(fɪˈnæns, ˈfaɪ næns)
feel the pinch To sense one’s precarious financial position; to be in a tight spot. In this expression, pinch carries its figurative meaning of an internal twinge of emotional discomfort. The expression most often refers to an economic situation which warrants austerity measures.
grubstake Money advanced in exchange for a share in a venture’s expected return. The term, dating from at least 1863, originally referred to money “staked” to prospectors for “grub” and other provisions in return for a part of the profits from their finds.
The farmer realizes the … plight of the out-of-work who … is left without a grubstake between himself and hunger. (The Atlantic Monthly, March, 1932)
in the black Making a profit; out of debt. This Americanism is so called from the bookkeeping practice of entering profits in black ink. It is synonymous with out of the red.
This time she appeared at the Italian Village, and within two weeks she had pulled it out of the red ink and into the black. (American Mercury, July, 1935)
on a shoestring Dependent upon a very small sum of money; relying on a meager amount of money as capital in a working investment. This colloquial meaning of shoestring has been common in the U.S. since the early part of the century, though precisely how it acquired this sense is unclear. Perhaps shoestring was equivalent to “the cost of a shoestring.”
They accomplished their elegance on a shoestring, too. (Ward County [North Dakota] Independent, July, 1944)

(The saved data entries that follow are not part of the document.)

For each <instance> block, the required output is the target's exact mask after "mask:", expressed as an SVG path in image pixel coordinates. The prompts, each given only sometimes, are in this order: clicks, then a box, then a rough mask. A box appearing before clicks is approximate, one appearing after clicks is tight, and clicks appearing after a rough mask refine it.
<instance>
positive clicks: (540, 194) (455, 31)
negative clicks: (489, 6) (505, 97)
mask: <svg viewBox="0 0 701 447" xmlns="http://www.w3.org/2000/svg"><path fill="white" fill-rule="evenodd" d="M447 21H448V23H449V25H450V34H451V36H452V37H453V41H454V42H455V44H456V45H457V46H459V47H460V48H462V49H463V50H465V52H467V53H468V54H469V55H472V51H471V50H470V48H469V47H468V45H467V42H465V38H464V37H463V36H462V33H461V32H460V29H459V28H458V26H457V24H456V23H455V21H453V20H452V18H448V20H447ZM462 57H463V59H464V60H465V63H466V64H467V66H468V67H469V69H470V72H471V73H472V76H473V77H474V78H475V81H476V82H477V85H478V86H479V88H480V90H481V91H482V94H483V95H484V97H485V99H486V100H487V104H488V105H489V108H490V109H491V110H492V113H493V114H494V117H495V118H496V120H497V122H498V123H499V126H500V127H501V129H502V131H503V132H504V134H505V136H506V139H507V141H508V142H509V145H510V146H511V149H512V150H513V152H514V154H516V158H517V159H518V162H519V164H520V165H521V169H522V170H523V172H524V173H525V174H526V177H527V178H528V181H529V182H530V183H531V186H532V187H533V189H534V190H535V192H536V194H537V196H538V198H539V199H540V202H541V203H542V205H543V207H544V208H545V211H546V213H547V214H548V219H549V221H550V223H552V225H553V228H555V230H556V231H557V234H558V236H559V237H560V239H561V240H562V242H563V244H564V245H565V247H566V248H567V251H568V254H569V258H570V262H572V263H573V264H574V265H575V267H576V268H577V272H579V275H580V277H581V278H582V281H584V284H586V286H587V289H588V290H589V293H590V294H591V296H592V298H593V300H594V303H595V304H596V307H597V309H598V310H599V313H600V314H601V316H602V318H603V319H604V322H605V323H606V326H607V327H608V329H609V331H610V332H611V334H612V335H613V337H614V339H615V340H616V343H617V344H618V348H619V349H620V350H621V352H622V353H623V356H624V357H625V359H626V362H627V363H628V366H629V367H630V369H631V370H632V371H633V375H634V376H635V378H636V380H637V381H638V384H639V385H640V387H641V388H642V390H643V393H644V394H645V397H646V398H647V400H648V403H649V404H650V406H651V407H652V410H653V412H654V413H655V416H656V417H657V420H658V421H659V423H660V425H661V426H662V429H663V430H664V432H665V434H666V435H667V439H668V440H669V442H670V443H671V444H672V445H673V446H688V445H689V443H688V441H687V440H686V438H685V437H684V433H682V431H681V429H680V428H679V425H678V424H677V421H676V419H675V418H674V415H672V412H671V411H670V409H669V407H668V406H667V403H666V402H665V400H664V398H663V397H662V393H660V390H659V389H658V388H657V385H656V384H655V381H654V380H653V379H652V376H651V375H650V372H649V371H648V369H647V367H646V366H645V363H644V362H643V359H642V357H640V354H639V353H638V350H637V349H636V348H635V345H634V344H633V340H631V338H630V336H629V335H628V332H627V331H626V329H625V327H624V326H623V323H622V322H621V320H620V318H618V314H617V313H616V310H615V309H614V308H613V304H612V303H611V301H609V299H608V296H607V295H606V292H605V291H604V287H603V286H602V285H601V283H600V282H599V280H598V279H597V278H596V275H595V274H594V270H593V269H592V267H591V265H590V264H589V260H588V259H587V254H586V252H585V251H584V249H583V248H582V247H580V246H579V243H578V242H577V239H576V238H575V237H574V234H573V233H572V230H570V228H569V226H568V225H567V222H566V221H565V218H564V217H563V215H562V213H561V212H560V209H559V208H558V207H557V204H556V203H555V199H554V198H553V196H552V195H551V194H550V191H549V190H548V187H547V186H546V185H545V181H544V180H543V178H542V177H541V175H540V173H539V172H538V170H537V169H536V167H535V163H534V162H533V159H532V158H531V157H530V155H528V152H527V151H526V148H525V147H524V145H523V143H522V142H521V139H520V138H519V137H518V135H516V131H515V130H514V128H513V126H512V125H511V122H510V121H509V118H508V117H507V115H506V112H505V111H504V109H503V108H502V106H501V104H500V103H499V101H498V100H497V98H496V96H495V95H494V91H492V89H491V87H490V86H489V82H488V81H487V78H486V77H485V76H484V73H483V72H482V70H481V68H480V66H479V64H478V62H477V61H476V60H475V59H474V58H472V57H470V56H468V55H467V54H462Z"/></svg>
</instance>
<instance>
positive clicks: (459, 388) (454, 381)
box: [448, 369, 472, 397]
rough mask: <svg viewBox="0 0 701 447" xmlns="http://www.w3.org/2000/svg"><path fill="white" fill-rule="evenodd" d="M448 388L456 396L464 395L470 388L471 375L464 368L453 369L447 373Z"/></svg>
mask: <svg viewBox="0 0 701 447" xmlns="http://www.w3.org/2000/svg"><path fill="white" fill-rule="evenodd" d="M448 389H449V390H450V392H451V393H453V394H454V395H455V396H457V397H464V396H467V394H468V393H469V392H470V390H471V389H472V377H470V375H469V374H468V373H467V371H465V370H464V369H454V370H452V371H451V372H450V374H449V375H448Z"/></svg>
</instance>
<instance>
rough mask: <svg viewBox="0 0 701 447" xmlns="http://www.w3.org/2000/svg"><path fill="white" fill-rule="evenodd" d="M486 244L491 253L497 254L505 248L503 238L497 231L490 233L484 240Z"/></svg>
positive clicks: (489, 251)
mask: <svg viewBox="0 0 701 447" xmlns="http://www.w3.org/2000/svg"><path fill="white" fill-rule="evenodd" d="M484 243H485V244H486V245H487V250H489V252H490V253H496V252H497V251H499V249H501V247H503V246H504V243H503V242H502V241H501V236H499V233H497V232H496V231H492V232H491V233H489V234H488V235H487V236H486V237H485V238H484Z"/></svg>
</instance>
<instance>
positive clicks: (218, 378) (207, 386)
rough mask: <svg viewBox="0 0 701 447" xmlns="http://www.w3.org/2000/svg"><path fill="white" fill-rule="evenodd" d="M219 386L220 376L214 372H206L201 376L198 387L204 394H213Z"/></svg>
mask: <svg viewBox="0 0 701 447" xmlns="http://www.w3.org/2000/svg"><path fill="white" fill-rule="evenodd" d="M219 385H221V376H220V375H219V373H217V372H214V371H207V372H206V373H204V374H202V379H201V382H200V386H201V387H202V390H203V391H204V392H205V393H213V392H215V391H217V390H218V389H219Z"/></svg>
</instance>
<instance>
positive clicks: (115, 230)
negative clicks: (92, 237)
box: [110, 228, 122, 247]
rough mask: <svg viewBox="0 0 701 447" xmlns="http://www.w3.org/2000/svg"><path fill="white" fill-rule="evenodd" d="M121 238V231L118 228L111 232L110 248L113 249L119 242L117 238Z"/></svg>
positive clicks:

play the papers To gamble. This obsolete Americanism was current in the 19th century.
Poor Kit was in a bad way one hour before we parted. The fact is, you know, he’d bin playin’ the papers (meaning gamblin’) and had lost everything. (De Witt C. Peters, The Life and Adventures of Kit Carson, 1858)
A similar expression with specific reference to horse racing is play the ponies.
prime the pump To attempt to rejuvenate an enterprise by channeling money into it; to try to maintain or stimulate economic activity through government expenditure. A pump is primed or prepared for use by pouring water into it to produce suction. The expression was used figuratively by T. W. Arnold, as cited in Webster’s Third:
This spending has not yet primed the pump.
salt away To save or hold in reserve money or other valuables for future use; to build a nest egg. The figurative meaning of this expression is derived from its literal one, i.e., preserving meat or other perishables by adding salt.
[There is] no one to hinder you from salting away as many millions as you can carry off! (R. W. Chambers, Maids of Paradise, 1902)
sock away To set aside money in a savings account; to save or put money in reserve. This American expression implies that the money is being stowed away for some future investment. It may derive from the days when socks were a common storage receptacle for one’s savings. The phrase appeared in Life, as cited by Webster’s Third:
(He) has socked away very little of his earnings with which to buy a ranch.